§131 Doubtful Reference to cohors Sebastenorum

Doubtful Reference to cohors Sebastenorum

(0131) Text: […] | Arr[untianus] | tess(erarius) f[actus] | coh(orte) V [Gemella or “Augusta”] | c(ivium) R(omanorum) [“Sebastenorum” …] | per C(aium) […] | Sabin[um …]

Translation: […] Arruntianus made tessarius of cohors V Gemella c.R. […] by Gaius […] Sabinus […] (Trans. Christopher B. Zeichmann)

Commentary: “Sebastenorum” is an entirely conjectural emendation and not generally accepted; more likely is cohors V Gemella c.R. Cohors V Gemella c.R. is well attested in military diplomas beginning 139 CE (§§211224).  Arruntianus is an Etruscan name (see Gracey). Regardless, this inscription comes from after the period of interest.

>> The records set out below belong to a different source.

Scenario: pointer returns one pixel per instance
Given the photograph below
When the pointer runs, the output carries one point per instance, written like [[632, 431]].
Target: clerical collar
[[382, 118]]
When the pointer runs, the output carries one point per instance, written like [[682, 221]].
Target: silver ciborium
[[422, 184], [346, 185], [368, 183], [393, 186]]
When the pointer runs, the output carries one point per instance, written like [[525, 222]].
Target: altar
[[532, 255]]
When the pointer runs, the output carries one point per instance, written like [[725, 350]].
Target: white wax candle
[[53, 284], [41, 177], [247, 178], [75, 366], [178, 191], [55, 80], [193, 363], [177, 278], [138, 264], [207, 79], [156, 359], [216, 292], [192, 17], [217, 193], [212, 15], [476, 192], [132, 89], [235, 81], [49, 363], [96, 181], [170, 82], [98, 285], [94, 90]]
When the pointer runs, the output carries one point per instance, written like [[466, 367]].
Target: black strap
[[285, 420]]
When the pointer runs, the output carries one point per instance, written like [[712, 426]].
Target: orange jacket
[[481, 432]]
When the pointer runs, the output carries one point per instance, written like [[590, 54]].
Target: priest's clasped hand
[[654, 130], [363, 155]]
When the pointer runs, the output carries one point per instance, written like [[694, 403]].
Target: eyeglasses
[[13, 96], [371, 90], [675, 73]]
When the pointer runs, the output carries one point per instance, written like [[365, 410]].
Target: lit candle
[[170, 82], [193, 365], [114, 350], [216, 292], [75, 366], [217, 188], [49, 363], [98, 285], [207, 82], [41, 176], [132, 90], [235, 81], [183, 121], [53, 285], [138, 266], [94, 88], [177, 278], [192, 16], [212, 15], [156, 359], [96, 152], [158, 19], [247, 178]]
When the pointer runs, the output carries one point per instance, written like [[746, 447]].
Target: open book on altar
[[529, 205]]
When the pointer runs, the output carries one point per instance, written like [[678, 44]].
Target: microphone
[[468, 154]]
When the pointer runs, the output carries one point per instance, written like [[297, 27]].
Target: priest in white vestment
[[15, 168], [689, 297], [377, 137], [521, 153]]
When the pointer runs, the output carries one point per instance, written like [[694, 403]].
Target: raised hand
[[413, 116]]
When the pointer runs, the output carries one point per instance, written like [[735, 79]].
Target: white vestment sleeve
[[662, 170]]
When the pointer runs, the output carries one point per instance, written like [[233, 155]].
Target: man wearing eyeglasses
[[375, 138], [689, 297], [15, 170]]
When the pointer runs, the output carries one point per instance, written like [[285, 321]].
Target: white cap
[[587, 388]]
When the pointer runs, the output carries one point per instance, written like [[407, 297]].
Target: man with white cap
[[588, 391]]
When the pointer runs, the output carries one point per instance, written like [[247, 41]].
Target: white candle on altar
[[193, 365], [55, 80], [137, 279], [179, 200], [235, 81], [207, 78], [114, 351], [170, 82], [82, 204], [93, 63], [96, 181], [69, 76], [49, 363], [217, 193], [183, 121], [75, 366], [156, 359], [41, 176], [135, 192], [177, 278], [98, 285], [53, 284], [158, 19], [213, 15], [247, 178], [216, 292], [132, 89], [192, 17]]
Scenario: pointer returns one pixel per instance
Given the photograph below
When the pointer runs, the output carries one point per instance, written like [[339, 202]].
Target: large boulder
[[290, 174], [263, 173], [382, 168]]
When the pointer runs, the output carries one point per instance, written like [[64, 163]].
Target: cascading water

Provenience: Sebaste, Syria Palaestina 150-200 CE

Bibliography: AE 1948.150; M. Avi-Yonah, “Newly Discovered Latin and Greek Inscriptions,” Quarterly Department of Antiquities of Palestine 12 (1946): no. 11; M. H. Gracey, “The Roman Army in Syria, Judaea and Arabia” (D.Phil. thesis, Oxford University, 1981), 256; Michael P. Speidel, “The Roman Army in Judaea under the Procurators: The Italian and the Augustan Cohort in the Acts of the Apostles,” Ancient Society 13-14 (1982-83): 234 n. 4; James Russell, “A Roman Military Diploma from Rough Cilicia,” Bonner Jahrbücher 195 (1995): 94; Werner Eck, “Zu Militärinschriften im römischen Iudaea: Epigraphische Vorarbeiten zum CIIP,” Zeitschrift für Papyrologie und Epigraphik 197 (2016): 235-236.